🤖 AI Summary
This study addresses the bottleneck of cardiac ultrasound view classification, which heavily relies on large-scale annotated data, by conducting a fair comparison of two self-supervised learning methods—USF-MAE and MoCo v3—on the CACTUS dataset. Under a unified training protocol (learning rate 1e⁻⁴, weight decay 0.01) and five-fold cross-validation, the generalization performance of both models is systematically evaluated across a six-class view classification task. Results demonstrate that USF-MAE significantly outperforms MoCo v3, achieving an average AUC of 99.99% and accuracy of 99.33% (p = 0.0048), with statistically superior performance across all metrics including AUC, accuracy, F1 score, and recall. These findings validate USF-MAE’s enhanced discriminative feature representation and establish it as an effective new paradigm for self-supervised learning in medical imaging.
📝 Abstract
Reliable interpretation of cardiac ultrasound images is essential for accurate clinical diagnosis and assessment. Self-supervised learning has shown promise in medical imaging by leveraging large unlabelled datasets to learn meaningful representations.
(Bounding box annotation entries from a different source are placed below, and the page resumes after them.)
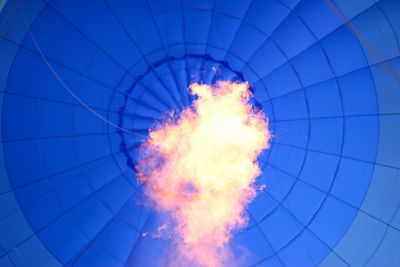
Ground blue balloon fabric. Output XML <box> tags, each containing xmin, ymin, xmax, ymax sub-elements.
<box><xmin>0</xmin><ymin>0</ymin><xmax>400</xmax><ymax>267</ymax></box>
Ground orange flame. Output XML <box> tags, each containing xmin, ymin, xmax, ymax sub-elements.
<box><xmin>136</xmin><ymin>81</ymin><xmax>270</xmax><ymax>267</ymax></box>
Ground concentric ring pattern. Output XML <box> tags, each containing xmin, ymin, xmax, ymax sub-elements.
<box><xmin>0</xmin><ymin>0</ymin><xmax>400</xmax><ymax>267</ymax></box>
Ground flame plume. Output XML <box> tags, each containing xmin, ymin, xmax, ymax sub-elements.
<box><xmin>136</xmin><ymin>81</ymin><xmax>271</xmax><ymax>267</ymax></box>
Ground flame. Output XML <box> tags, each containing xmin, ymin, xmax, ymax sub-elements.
<box><xmin>136</xmin><ymin>81</ymin><xmax>271</xmax><ymax>267</ymax></box>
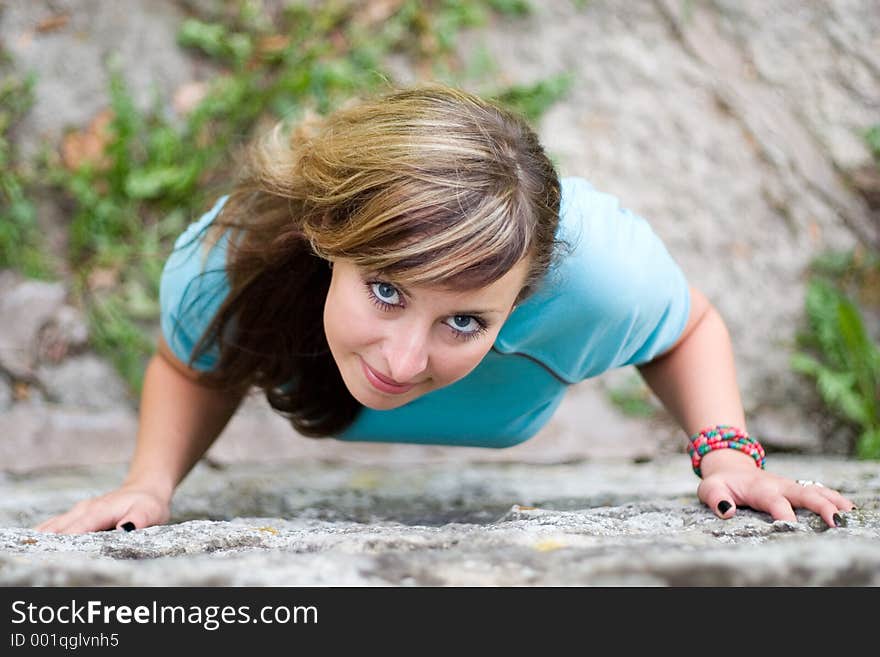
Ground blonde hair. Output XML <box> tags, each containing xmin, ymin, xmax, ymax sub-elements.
<box><xmin>180</xmin><ymin>84</ymin><xmax>563</xmax><ymax>437</ymax></box>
In this study, we evaluate and compare two self-supervised learning frameworks, USF-MAE, developed by our team, and MoCo v3, on the recently introduced CACTUS dataset (37,736 images) for automated simulated cardiac view (A4C, PL, PSAV, PSMV, Random, and SC) classification. Both models used 5-fold cross-validation, enabling robust assessment of generalization performance across multiple random splits. The CACTUS dataset provides expert-annotated cardiac ultrasound images with diverse views. We adopt an identical training protocol for both models to ensure a fair comparison. Both models are configured with a learning rate of 0.0001 and a weight decay of 0.01. For each fold, we record performance metrics including ROC-AUC, accuracy, F1-score, and recall. Our results indicate that USF-MAE consistently outperforms MoCo v3 across metrics. The average testing AUC for USF-MAE is 99.99% (+/-0.01% 95% CI), compared to 99.97% (+/-0.01%) for MoCo v3. USF-MAE achieves a mean testing accuracy of 99.33% (+/-0.18%), higher than the 98.99% (+/-0.28%) reported for MoCo v3. Similar trends are observed for the F1-score and recall, with improvements statistically significant across folds (paired t-test, p=0.0048 < 0.01). This proof-of-concept analysis suggests that USF-MAE learns more discriminative features for cardiac view classification than MoCo v3 when applied to this dataset. The enhanced performance across multiple metrics highlights the potential of USF-MAE for improving automated cardiac ultrasound classification.